At that moment in my battle with the Beast, I was on my back. His hand or knee, something, was pinning my neck to the ground. And although I don't remember exactly what it sounded like, I do remember him laughing. And I remember being afraid.
At that moment in my battle with the Beast, something clicked. Something inside me started screaming. Now, I do remember what this sounded like: a piercing, banshee-like, supernatural sound that made me cringe under its power. An inner resolve that I knew was there but didn't know exactly how to tap into, began to pulse with strength and fortitude.
At that moment in my battle with the Beast, I realized that I was too close (less than 350 meters) and had waited too long (four years) to miss out on 3:20:00.
At that moment in my battle with the Beast, something inside me snapped.
I broke loose from his formidable grip and began to fly. Bumping and pushing my way through fellow runners (many of whom were also waging their own wars), I bore down and cast aside the feelings of pain and fear, feelings that my legs were about to cramp and that I couldn't breathe. I ignored the massive weight of 26.18 miles of accumulated pain, agony and torture and faded into a feeling of numbness and detachment.
Just a few...
And then it was over.
I crossed the line. Marathon, shocked and confused, vanished like a shadow blasted with a cascading and blinding light.
A look down at my watch: 3:19:55.
I tried to recreate the scream I had just heard inside my own head. You know, that banshee-like, teeth shattering shriek. I let out a scream with my face pointed skyward, my fists clinched in a ball of epic victory, my arms spread out wide from my body.
The scream chased Marathon back to his dwelling place as I marched triumphantly towards the tables of water and food.
Four years dreaming of 3:20:00...realized.
You never actually "beat" Marathon. Never really "win". But you can survive his presence battered and bruised and end up feeling good about it once he's finally gone.
Did I save anyone's life? Did I do something heroic? Did I do something amazing, that no one else has ever done?
Absolutely not.
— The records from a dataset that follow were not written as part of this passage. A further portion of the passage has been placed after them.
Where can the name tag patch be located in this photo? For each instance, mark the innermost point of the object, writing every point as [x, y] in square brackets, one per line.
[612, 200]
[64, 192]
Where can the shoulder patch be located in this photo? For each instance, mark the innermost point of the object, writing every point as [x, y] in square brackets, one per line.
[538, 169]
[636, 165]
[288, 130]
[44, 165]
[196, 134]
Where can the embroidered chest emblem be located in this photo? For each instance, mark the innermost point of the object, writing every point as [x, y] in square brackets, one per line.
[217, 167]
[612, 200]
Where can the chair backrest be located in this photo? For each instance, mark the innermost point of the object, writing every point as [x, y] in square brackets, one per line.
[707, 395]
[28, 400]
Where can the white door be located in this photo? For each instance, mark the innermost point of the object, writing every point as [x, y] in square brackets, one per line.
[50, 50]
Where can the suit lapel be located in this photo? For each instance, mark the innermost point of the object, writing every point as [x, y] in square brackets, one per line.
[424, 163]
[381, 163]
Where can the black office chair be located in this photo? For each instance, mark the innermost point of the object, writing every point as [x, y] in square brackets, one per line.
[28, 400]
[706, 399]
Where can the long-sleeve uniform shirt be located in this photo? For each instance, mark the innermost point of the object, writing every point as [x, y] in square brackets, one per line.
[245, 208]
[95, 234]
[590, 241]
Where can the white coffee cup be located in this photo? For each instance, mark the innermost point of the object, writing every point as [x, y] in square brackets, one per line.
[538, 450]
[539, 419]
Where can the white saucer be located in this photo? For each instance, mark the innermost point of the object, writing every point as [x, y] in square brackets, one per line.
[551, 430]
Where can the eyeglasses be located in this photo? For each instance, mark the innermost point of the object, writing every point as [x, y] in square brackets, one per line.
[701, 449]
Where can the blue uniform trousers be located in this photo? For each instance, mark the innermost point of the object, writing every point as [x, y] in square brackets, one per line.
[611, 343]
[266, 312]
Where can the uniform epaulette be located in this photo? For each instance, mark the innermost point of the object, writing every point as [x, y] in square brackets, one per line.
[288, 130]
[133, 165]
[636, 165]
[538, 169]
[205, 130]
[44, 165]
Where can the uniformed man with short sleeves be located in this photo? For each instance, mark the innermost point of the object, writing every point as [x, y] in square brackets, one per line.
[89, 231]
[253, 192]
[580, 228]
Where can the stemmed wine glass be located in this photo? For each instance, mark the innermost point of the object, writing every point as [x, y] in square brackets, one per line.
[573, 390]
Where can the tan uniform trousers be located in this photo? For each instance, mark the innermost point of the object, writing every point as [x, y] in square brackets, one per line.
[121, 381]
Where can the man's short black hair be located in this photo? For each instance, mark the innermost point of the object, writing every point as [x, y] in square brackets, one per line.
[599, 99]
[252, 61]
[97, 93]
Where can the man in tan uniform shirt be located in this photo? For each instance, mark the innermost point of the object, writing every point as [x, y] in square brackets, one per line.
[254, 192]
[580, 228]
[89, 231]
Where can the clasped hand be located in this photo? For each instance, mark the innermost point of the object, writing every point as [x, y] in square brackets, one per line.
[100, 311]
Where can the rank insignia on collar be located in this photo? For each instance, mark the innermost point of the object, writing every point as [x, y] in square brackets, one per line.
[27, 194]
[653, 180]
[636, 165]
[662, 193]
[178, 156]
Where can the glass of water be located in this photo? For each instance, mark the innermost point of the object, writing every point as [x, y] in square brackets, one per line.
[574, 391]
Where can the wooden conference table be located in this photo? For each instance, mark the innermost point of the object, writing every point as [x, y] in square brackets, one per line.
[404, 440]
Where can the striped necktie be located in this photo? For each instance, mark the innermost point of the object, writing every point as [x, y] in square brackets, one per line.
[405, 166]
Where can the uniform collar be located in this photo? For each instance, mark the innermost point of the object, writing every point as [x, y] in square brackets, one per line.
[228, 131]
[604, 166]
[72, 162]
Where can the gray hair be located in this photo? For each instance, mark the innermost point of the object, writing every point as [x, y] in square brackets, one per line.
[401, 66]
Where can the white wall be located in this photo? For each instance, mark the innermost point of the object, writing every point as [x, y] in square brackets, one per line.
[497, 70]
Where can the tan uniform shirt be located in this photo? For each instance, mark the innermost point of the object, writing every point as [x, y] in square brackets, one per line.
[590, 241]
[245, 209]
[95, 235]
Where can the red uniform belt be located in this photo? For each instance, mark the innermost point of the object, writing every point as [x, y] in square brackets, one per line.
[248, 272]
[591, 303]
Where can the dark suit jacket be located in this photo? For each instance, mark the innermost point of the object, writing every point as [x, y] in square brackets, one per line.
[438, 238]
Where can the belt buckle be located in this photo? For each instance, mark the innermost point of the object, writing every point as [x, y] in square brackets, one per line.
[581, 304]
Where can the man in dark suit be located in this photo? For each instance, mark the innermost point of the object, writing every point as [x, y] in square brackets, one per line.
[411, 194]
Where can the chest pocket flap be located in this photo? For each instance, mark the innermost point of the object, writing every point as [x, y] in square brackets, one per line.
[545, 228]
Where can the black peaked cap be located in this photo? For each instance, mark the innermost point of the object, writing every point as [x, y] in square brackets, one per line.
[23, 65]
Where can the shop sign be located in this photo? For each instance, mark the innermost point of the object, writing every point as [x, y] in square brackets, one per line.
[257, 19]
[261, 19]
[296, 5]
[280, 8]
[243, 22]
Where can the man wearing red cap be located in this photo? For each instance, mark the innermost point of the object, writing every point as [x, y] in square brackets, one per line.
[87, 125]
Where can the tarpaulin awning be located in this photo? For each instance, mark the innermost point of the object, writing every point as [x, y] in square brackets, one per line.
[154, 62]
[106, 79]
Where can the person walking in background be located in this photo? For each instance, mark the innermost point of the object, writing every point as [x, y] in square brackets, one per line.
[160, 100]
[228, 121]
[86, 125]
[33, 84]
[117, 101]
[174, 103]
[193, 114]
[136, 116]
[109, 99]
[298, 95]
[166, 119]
Hundreds of people were faster than me on Sunday. I didn't do anything great or spectacular. But Marathon doesn't care about competitions or comparisons. It's just him....and you. That's it. That's all that matters.
I think Marathon purposely makes his attackers (runners) forget most everything about him because if he could be recalled, no one would ever want to see him again. And he needs to fight. It's his purpose. It's why he exists.
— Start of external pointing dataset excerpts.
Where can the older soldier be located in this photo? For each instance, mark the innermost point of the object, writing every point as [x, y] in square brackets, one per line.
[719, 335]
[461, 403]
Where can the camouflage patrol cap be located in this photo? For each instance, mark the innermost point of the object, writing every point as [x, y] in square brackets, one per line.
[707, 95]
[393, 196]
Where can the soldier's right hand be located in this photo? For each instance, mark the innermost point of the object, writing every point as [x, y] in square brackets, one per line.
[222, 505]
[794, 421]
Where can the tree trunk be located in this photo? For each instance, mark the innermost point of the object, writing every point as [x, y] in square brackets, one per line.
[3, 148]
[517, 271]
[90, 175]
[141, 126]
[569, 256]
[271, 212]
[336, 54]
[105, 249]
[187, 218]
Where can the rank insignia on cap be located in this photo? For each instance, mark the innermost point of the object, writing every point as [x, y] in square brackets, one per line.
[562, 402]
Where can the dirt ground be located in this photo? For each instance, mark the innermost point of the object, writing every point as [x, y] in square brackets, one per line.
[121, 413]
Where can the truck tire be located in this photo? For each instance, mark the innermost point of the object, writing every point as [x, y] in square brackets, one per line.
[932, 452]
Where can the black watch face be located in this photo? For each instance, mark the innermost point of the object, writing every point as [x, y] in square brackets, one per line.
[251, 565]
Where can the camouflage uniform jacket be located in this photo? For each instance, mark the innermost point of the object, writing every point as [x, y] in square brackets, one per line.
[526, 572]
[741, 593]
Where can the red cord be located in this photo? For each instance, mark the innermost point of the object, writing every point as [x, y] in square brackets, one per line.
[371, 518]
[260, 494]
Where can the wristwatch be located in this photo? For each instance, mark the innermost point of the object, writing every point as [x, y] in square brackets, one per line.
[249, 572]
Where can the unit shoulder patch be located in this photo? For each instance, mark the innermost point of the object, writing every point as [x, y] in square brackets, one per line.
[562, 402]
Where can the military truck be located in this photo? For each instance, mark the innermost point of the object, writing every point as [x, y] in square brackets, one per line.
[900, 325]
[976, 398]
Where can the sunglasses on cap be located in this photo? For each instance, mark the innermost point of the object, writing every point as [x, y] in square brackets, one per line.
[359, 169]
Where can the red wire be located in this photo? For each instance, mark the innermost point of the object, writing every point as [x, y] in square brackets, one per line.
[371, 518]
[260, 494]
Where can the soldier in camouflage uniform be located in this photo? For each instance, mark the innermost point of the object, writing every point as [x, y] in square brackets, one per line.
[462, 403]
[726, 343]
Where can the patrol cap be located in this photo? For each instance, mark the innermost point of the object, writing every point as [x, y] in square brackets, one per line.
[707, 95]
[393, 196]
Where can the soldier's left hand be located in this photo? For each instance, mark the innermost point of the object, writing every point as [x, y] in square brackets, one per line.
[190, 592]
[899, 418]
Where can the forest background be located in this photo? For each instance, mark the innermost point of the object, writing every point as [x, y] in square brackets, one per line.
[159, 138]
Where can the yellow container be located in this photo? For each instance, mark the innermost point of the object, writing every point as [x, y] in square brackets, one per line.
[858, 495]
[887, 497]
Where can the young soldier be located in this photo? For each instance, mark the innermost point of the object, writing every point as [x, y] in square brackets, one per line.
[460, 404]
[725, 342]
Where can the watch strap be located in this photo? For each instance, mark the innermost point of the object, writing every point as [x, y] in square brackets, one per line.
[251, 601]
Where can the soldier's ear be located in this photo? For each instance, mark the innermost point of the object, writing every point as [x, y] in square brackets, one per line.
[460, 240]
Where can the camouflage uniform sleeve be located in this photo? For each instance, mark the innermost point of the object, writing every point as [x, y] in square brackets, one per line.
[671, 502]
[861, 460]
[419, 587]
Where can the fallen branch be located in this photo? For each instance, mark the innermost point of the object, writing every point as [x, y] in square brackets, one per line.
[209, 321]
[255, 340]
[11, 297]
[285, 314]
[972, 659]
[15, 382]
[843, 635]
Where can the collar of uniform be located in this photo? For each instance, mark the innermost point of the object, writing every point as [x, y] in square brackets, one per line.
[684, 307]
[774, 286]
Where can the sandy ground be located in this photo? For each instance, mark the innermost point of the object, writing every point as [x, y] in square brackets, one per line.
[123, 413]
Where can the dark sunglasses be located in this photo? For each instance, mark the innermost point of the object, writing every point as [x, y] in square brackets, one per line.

I know we'll meet again. He's as strong as ever, and I need some time to recover and regain some strength from the battle recently waged.
If you've ever met Marathon, you know exactly what I'm talking about.
If you haven't, maybe it's time to prepare yourself to meet him.
He's always out there...listening...waiting for someone to decide to do something that will push them to the physical limits they never thought possible, and then start to run....and run.......and run...........
....and a trip to Boston.
Something Marathon will do everything in his power to expire.